Ich habe mich ja bisher maximal zurückgehalten, wenn es darum geht, Donald Trump zu kommentieren. Einfach weil es meine Synapsen sprengt, dass dieser Mensch von genug Menschen gewählt wurde, um Präsident der Vereinigten Staaten zu werden. Nur damit die Amis keine Frau als Präsidentin haben müssen. Gleich nach dem Afro-Amerikaner.

Aber ob die USA noch sexistischer als rassistisch sind, geht mich ja erstmal nichts an. Ich lebe da nicht. Ich bin da nicht wahlberechtigt.
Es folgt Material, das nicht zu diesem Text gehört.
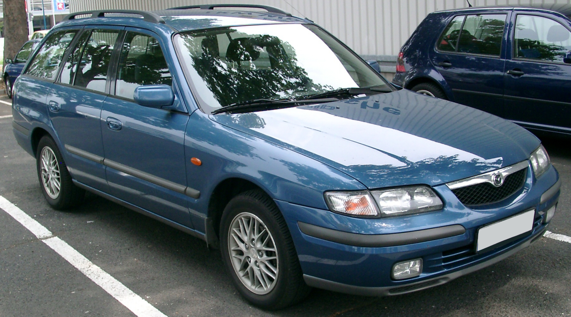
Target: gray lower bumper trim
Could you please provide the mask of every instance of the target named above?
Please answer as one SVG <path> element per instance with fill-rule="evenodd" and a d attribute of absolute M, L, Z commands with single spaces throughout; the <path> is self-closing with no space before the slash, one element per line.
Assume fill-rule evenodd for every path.
<path fill-rule="evenodd" d="M 449 273 L 448 274 L 441 275 L 432 279 L 411 283 L 410 284 L 404 284 L 403 285 L 399 285 L 399 286 L 388 286 L 385 287 L 367 287 L 364 286 L 355 286 L 354 285 L 343 284 L 336 282 L 332 282 L 331 280 L 320 279 L 319 278 L 311 276 L 306 274 L 303 275 L 303 279 L 305 281 L 306 284 L 313 287 L 323 288 L 324 290 L 328 290 L 341 293 L 361 296 L 390 296 L 416 292 L 416 291 L 420 291 L 421 290 L 424 290 L 433 286 L 436 286 L 437 285 L 444 284 L 445 283 L 450 282 L 456 278 L 465 275 L 466 274 L 472 273 L 472 272 L 475 272 L 497 263 L 516 253 L 516 252 L 529 247 L 530 244 L 537 240 L 537 239 L 535 238 L 539 238 L 540 235 L 543 235 L 547 227 L 546 226 L 544 230 L 541 230 L 541 231 L 538 232 L 537 234 L 534 235 L 529 239 L 528 239 L 521 244 L 508 251 L 507 252 L 505 252 L 505 253 L 496 256 L 495 258 L 493 258 L 486 261 L 477 264 L 473 266 L 467 267 L 463 270 L 456 271 L 456 272 L 452 272 L 452 273 Z"/>
<path fill-rule="evenodd" d="M 388 234 L 354 234 L 299 222 L 297 226 L 301 232 L 307 235 L 343 244 L 365 247 L 394 247 L 418 243 L 464 234 L 466 232 L 466 229 L 460 224 Z"/>
<path fill-rule="evenodd" d="M 561 188 L 561 179 L 557 180 L 557 182 L 555 183 L 554 185 L 551 186 L 551 187 L 545 191 L 545 192 L 543 193 L 541 195 L 541 200 L 540 200 L 540 204 L 549 200 L 550 198 L 555 196 L 555 194 L 559 191 L 559 189 Z"/>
Die meisten Produkte US-Amerikanischer Firmen benutze ich vor allem, weil es keine guten europäischen Alternativen gibt. Mit den USA muss man halt irgendwie leben. Wie die dort leben wollen, kann mir ja eigentlich egal sein.

Der Irre im Weißen Haus

Das Problem ist halt, dass die Amis echt viel Einfluss haben. Und dass das, was da passiert, mit einer gewissen Verzögerung oft auch hierher schwappt. Und da beobachte ich mit einer gewissen Sorge, wenn der orange Tölpel vor laufenden Kameras einer Medizinerin ihren Job mansplained. Als hätten wir nicht genug mit unseren eigenen Mansplainern zu tun!

Dabei ist überhaupt niemandem aufgefallen, dass sein Auftritt übelstes Mansplaining war. Alle haben sich sofort auf seine Inhalte gestürzt. Das ist ja seine Taktik: So dummes Zeug zu reden, dass niemandem auffällt, was er wirklich tut. Anfang der Woche hat der Präsident der Vereinigten Staaten von Amerika Vorschläge gemacht zu weiterer Forschung über die Behandlung von Corona-Patienten. Und er hatte die grandiose Idee, Dinge, die bei der Oberflächendesinfektion funktionieren, auch dahingehend zu prüfen, ob man sie den Patienten direkt verabreichen könnte, um das Virus zu töten: UV-Licht, Hitze und Desinfektionsmittel.

Heilen wie Donald

Tagelang regen sich Journalisten und Twitter-User darüber auf, wie man so dumm sein kann, die Injektion von Desinfektionsmitteln vorzuschlagen. Das finde ich nicht gut. Als Kinder haben wir doch alle vor der Sesamstraße gesessen: „Wer wie was. Der die das. Wieso weshalb warum. Wer nicht fragt, bleibt dumm.“ Wenn man etwas nicht weiß, muss man fragen. Und wenn man gerade gelernt hat, dass es Sachen gibt, die Viren töten, dann kann man doch mal fragen, ob dieselben Methoden auch beim Menschen funktionieren würden. Fragen ob. Nicht: vorschlagen, das mal zu erforschen! Wenn Hitze gegen das Virus hilft, und das Virus sich zuerst im Rachen vermehrt, vielleicht hilft es ja, mit kochendem Wasser zu gurgeln?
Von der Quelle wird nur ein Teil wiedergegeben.